Again we turn to the source of all readily available knowledge — Wikipedia (article defining “orthostat”).  An orthostat is:

a large stone with a more or less slab-like shape that has been artificially set upright.

Wikipedia explains further that:

a cube-shaped block is not an orthostat.

The point being that if a block is cube-shaped, then it fails to satisfy the requirement that it is “more or less slab-like”, but more importantly, if a block is cube-shaped, then there is no particular orientation that counts as “upright”.  If a block is cube-shaped, then no orientation differs from another.

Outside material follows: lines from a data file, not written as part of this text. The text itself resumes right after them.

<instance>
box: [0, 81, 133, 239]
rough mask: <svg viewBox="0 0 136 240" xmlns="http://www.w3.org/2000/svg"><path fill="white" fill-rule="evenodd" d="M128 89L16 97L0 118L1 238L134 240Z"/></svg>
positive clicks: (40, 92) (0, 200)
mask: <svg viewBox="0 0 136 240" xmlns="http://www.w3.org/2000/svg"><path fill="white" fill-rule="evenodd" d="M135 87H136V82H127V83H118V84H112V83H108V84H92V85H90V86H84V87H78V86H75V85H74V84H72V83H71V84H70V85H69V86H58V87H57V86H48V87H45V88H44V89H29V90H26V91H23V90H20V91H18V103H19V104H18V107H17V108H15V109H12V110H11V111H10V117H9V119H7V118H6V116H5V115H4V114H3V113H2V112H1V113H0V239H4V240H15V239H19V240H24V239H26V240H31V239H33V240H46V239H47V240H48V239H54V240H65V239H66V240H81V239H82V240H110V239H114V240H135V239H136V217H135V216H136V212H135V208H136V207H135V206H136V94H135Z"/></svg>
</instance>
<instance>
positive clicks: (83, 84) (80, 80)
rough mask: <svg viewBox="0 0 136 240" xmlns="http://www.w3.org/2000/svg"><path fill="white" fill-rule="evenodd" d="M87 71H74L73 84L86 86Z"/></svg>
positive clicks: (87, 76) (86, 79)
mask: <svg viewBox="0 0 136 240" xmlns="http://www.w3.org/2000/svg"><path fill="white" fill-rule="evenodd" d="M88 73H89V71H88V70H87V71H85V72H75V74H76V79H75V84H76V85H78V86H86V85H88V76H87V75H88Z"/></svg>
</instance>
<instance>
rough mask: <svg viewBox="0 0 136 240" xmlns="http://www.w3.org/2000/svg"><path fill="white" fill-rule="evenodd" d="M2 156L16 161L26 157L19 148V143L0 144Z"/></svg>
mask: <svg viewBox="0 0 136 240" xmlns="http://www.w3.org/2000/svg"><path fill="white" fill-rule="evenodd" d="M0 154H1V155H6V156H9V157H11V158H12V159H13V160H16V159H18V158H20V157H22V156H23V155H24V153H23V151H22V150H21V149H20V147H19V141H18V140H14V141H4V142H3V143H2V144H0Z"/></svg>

The most famous orthostats are, I imagine, the pairs of stones that hold up the lintels at Stonehenge.  Such groups of three stones are of course called “trilithons”.

Anyway, now you know.  Everywhere you look there are orthostats, and until now maybe you did not know that there is a word for such things.  But now you know.

I am guessing an obelisk (a “tall, four-sided, narrow tapering monument which ends in a pyramid-like shape or pyramidion at the top”, Wikipedia article) does not count as an orthostat because it is not “slab-like”.

But anyway, save this one up because, I promise, some day life will be back to normal and there will be cocktail parties again and salon dinners again.  And somebody will be trying to describe something and they can’t quite find the word, and the correct word will be “orthostat”, and you will be the one who provides that word.

5 Replies to “Another good word to save up: orthostat”

  1. well, well, who would have thought it – The Monolith from The Space Odyssey 2001 is an example of an orthostat placed in the Moon’s regolith – nicely done Carl.
    LanguageTool in my browser is confused with orthostat and regolight – silly AI, learn from Carl.

  2. Sort of like the numerous large slabs of granite and marble that were on display at the shop where we bought a marble countertop for remodeling our kitchen.